My parents, teachers and friends all despaired as their continual attempts to make me feel safe, comfortable and loved became futile when put into my own hands.
All the work they had done, building up my confidence and allowing my abilities to flourish, was shattered just by me looking in the mirror.
Obsessive and avoidant all in one glance. All I could see staring back at me was a disability. My only chance of identity morphed into the fact that I looked and felt alien.
“Why would I want to discover myself when I hated who I was and didn’t want to see what I’d later become?”
Subsequently, growing up, I shied away from finding myself. Why would I want to discover myself when I hated who I was and didn’t want to see what I’d later become? All I saw myself as was a tragedy.
Who would want to accept that?
It was a vicious cycle. I felt low because I couldn’t do so much, but if I ever tried to do something and failed, I would punish myself until I felt lower than before I began to try.
So I stopped trying in life by the time I was in my early teens.
Ironically, feeling worthless effectively made me worthless as I became dependent, withdrawn and incapable, despite wanting to be anything but.
I went through so many phases and facades while desperately trying to lose myself, but no amount of new outfits, hair dye or hiding away and trying to listen to my mind could make me accept ‘me’.
Dreams of walking
The one thing I really wanted I couldn’t buy. I had countless dreams that I’d wake up and be able to walk.

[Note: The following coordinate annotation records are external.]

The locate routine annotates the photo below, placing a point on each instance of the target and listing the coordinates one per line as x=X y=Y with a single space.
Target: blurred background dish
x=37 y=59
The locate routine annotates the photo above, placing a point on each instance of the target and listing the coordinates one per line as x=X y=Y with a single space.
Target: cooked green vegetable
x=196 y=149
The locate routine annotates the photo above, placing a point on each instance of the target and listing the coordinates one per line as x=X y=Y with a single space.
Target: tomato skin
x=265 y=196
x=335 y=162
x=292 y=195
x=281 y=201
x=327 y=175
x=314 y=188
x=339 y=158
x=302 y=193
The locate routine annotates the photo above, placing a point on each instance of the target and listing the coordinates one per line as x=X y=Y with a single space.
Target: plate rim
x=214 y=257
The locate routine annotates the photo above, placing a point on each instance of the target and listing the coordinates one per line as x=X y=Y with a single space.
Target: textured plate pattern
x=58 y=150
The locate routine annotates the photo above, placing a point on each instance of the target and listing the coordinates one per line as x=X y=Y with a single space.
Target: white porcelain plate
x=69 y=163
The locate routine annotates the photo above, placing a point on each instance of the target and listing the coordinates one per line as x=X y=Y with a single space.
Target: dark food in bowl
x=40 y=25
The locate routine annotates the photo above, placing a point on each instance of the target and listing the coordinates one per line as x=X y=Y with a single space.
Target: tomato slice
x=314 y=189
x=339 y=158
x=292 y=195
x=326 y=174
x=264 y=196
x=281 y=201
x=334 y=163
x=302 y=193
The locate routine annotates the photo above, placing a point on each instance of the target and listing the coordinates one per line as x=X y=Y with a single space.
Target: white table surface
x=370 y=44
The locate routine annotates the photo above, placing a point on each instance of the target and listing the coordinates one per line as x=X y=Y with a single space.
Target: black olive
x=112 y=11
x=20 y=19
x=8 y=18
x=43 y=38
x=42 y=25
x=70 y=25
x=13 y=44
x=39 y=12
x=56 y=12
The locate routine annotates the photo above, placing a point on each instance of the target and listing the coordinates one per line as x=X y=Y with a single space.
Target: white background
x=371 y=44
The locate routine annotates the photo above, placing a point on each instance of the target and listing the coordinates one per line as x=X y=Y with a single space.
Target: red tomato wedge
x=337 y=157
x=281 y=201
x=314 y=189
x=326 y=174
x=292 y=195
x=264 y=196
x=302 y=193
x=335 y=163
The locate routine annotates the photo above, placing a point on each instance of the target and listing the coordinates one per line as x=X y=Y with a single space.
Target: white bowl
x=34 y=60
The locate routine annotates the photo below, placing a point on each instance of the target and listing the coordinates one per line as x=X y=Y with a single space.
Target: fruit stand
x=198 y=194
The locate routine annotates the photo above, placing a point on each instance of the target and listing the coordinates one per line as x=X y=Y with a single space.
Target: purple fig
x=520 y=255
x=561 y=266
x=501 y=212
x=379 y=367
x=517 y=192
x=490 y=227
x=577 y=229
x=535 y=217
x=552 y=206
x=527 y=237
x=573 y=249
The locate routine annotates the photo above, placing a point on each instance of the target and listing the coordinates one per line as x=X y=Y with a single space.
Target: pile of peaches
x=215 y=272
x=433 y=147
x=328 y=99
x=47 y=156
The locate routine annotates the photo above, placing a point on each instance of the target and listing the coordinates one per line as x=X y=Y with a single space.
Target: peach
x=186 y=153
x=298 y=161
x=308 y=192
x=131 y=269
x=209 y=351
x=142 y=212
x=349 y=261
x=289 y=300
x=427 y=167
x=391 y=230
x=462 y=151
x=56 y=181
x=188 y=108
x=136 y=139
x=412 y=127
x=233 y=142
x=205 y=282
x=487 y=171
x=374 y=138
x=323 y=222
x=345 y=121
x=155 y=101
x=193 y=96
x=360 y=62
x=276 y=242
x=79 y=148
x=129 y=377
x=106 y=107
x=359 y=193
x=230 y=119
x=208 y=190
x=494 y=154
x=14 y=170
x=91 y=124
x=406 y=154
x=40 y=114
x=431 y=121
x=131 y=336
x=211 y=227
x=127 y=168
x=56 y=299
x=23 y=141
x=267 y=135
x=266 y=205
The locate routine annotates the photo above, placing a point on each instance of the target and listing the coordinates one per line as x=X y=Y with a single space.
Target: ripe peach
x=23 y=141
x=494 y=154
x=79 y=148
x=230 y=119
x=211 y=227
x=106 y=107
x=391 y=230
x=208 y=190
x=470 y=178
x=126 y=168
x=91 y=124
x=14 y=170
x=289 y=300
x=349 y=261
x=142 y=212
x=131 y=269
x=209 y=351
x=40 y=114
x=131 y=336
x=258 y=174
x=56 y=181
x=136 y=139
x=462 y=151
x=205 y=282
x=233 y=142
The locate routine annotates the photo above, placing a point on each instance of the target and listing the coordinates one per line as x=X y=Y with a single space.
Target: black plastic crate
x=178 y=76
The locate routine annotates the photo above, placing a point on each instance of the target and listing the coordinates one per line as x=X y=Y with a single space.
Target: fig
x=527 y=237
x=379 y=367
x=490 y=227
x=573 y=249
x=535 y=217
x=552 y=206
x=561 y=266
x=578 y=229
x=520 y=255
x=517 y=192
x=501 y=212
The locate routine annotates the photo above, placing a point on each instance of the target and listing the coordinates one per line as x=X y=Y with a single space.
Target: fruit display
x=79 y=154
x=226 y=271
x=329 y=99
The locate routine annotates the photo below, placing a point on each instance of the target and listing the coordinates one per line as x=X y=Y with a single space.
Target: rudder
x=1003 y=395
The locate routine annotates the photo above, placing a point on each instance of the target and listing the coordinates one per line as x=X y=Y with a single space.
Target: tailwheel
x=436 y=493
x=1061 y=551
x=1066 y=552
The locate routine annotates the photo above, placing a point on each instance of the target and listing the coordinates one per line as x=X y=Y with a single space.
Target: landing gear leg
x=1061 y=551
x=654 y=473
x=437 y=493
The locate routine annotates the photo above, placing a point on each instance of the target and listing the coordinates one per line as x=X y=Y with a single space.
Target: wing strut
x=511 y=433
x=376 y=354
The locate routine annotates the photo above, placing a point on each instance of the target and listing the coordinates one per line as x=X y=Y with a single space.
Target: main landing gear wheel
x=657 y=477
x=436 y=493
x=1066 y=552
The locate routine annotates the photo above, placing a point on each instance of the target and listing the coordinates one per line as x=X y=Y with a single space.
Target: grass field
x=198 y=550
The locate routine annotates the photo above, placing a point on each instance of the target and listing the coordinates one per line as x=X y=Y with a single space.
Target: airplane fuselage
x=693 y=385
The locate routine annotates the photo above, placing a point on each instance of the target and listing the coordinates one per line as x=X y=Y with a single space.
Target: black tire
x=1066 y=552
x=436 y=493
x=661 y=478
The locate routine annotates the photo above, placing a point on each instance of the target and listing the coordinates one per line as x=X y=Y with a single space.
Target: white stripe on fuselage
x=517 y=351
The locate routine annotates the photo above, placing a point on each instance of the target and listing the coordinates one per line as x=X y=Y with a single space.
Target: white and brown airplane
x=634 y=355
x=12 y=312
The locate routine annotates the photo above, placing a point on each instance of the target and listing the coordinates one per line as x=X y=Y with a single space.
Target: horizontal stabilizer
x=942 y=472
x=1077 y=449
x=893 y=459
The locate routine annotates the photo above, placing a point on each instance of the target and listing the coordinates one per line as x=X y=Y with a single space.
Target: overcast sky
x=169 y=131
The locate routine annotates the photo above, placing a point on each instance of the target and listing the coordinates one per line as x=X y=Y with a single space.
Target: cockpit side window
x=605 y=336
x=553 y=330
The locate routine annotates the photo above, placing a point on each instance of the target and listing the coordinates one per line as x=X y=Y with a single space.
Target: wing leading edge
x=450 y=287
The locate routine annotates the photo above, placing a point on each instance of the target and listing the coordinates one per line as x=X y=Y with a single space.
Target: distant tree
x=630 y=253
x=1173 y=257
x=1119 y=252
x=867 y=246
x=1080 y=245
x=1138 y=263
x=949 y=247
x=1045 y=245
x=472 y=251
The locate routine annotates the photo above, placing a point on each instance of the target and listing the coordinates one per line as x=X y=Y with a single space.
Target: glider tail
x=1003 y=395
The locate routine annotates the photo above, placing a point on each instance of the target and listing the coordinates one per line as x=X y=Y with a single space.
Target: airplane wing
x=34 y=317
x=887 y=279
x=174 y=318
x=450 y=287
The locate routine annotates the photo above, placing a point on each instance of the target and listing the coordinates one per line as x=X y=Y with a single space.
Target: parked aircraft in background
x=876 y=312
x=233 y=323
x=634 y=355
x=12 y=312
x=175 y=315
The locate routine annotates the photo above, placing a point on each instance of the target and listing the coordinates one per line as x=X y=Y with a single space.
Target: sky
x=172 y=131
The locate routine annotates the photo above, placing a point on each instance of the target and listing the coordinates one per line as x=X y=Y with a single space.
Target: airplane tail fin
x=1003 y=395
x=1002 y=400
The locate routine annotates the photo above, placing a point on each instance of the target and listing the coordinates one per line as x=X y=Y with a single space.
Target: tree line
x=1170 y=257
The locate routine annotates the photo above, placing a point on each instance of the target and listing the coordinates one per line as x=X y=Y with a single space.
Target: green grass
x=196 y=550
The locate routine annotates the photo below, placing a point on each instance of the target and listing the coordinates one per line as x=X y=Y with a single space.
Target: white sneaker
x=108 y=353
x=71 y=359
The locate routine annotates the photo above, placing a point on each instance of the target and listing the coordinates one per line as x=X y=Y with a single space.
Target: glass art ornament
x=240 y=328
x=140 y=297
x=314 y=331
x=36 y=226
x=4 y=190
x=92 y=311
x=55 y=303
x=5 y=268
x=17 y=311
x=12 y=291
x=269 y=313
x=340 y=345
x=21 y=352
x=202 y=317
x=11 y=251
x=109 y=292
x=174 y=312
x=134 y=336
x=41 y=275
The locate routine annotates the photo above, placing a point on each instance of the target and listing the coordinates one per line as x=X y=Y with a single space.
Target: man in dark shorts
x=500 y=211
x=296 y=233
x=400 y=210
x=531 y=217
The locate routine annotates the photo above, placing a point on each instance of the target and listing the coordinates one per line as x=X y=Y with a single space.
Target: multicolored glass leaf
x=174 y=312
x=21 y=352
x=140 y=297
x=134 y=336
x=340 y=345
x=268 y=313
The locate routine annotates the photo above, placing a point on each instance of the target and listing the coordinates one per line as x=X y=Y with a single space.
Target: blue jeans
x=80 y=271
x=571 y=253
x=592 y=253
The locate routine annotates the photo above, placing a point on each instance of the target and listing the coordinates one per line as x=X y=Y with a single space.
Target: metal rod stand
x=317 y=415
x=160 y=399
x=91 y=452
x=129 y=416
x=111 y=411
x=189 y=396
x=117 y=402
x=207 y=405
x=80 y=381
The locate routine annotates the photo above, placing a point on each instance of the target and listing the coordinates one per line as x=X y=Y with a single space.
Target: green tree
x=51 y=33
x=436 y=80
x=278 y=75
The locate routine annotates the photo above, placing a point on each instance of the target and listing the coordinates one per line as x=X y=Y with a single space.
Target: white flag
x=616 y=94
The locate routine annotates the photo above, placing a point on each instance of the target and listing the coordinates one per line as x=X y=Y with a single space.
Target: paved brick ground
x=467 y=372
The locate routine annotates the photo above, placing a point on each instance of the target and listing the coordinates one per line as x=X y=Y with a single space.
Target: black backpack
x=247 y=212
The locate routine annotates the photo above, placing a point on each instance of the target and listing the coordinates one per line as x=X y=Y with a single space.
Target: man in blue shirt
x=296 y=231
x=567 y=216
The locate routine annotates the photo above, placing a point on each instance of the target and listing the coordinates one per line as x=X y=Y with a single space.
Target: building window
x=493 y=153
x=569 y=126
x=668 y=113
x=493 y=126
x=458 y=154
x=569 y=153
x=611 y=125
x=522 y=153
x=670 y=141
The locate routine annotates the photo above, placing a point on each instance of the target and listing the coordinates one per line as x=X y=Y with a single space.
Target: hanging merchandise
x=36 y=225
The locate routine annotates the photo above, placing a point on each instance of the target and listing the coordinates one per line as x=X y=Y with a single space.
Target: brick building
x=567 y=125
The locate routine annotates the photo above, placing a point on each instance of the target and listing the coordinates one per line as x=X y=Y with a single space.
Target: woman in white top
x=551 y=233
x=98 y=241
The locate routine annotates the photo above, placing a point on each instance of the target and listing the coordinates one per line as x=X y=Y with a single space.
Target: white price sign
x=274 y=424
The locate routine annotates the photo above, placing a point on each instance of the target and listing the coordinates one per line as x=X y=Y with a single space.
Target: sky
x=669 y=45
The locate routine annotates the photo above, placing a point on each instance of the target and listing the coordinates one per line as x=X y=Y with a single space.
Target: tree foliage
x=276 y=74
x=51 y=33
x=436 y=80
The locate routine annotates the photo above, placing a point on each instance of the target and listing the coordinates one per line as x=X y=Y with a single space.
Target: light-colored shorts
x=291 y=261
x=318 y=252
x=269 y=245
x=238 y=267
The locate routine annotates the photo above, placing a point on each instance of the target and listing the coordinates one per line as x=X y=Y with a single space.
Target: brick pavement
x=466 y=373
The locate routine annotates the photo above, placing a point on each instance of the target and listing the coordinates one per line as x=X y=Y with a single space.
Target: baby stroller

But every day, I was reminded I couldn’t.
Instead of seeing me grow, my parents watched hopelessly while I tried to destroy myself. Luckily, they fought back harder and never doubted my capabilities – even when I refused to hear all their hopes for me and see my achievements. Despite everything, they never stopped supporting me, always trying to show me the way forward.
When I left education, I was on my own in the big wide world, technically an adult with my future determined only by myself.
I sat in my room, scared half to death that I couldn’t avoid my future any longer. I looked down at my wheelchair and wondered “If not now, then when?”.
“Instead of fixating on the things I couldn’t do, I started to imagine the things that I could do.”
Coming to terms with the things I couldn’t do was hard, but ignoring my potential and any opportunities would be even worse.
Instead of fixating on the things I couldn’t do, I started to imagine the things that I could do.
Accepting and celebrating yourself even when you seem to break the imaginary mould of normality is one of the bravest things you can do.
For me, it was the best thing I’ve ever done. And I will continue to do it. Every. Single. Day.
One of the most important lessons I learned when I was finally able to start acknowledging myself was: "It’s easy and mundane to be like everyone else, it’s difficult yet more rewarding to be yourself."
Trust me, I’ve felt like giving up, questioning my entire existence. I understand what it feels like to want to escape yourself because until my twenties, only a few years ago, I still wanted to.
Trying is frightening! Learning your strengths and inevitable weaknesses is bittersweet, but please don’t be afraid.
Believe me, it’s better to try and fail than fail to try at all. It scares me so much to wonder where I’d be if I’d listened to my fears, and believed them.
I’d probably still be staring at my bedroom walls, resenting the fact that the only person placing real limitations on my existence was me.
It’s not easy to fight your mind. Especially when there are engrained negative stereotypes of others, but we can do it.
I went from hiding from myself and everyone around me to allowing the world to see me online unfiltered, unapologetic and proud of every single success and struggle I’ve had because they are mine.
Remember there’s only one you. And there is ability in disability.